As I battle alone with the house and little Jasper as my ‘only child’ I think that I am just continuing the same journey. My first marriage hit the skids around the age of 42. Then there is my connection with a ‘soldier’ overseas in the darkest continent of all which I believe is real (while doubting at the same time.)
Anyway if I get caught up in all of these thoughts I can just get caught up in negative feedback loop, add in the looming cancer repetition for my older sis and lately I have hit the skids. My sis saw the surgeon at 8.30 am. I had awoken at 6 am with my stomach in havoc, I knew a good family friend was accompanying her to the appointment but I still felt remiss.. why could I not offer my unconditional support and go along. Anyway its a good sign, I actually took some Vitamin C and turmeric and went back to bed and only just awoke about 8.20 am but it took until her call at 10.35 to get out of my head spiral.
The news is pretty positive really. The cancer has not spread, it is in two places and she requires surgery and possibly radiotherapy. I will be able to support her through the later as I underwent 5 weeks of it back in 2016 so I know the ropes. I love my sis and I really want to be there but I don’t want it to stop my life. My therapist felt it was better I did not go this morning, I cried when I heard the good news because I believe if my sister takes good care of herself she will come through this and now family are here there will be more support for her. Its made me forget my selfish concerns about whether they ‘ignore’ me or not.
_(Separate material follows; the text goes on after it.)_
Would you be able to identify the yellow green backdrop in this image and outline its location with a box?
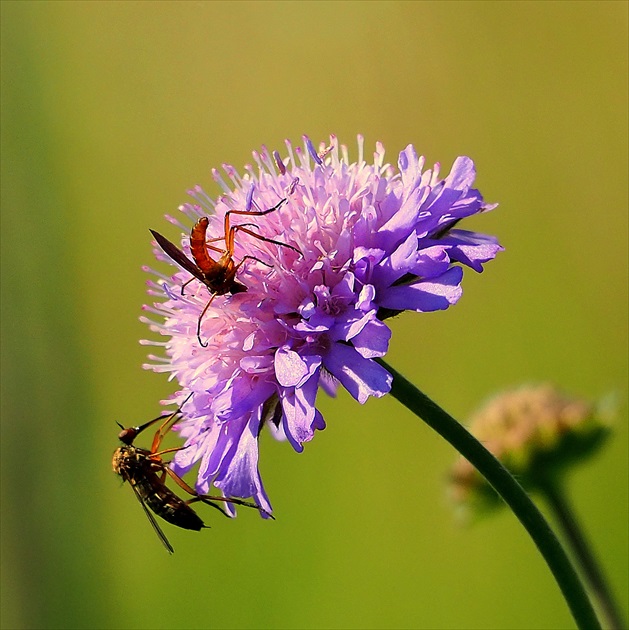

I got a good book out of the library yesterday on Everyday Narcissism. We all have a form of it. This is not the clinical or pathological narcissism but it deals with the boundary confusions we are taught as youngsters when we are not seen or helped to learn how to get our needs met and feelings addressed, or blamed or shamed by being taught to believe that in some way we are responsible for hurting others when we are just trying to be true to or express ourselves. You know the sort of thing, it involves parents wanting you to be a certain way to impress and not seeing that may be bother to you or make you feel sad, humiliated, ignored, discounted, hurt or judged.
The upshot of the book is that is okay to be who we are and if others try to blame or shame us for that or we do the same it really is a form of destructive narcissism. Its something I question a lot when I see so called ’empaths’ getting bent out of shape about so called ‘narcissists’ sometimes the so called narcissist is just not acting the way an empath would like or see as kind, good or right and then it can go the other way too.
Anyway this post has veered from the avenue of getting stuck in my head. Really I did finally get back into my body very quickly after the good news came through from my sister today. She still has a tough road ahead with the looming operation on 2 April. But she is in a positive frame of mind and she confessed to me on Saturday what a worrier she is, she said to me she was sure it had something to do with her cancer developing. We talked about getting stuck in negative thinking, not that we always need to be positive if that is not truthful, just that we don’t get stuck there like a gerbil on a wheel looping the same old same old fearful thoughts over and over and over. When we reach out to embrace the day and move into our bodies often things are not as bad as our minds have built them up to seem.
Yes the mind does have a habit of doing that. It feels like a constant battle.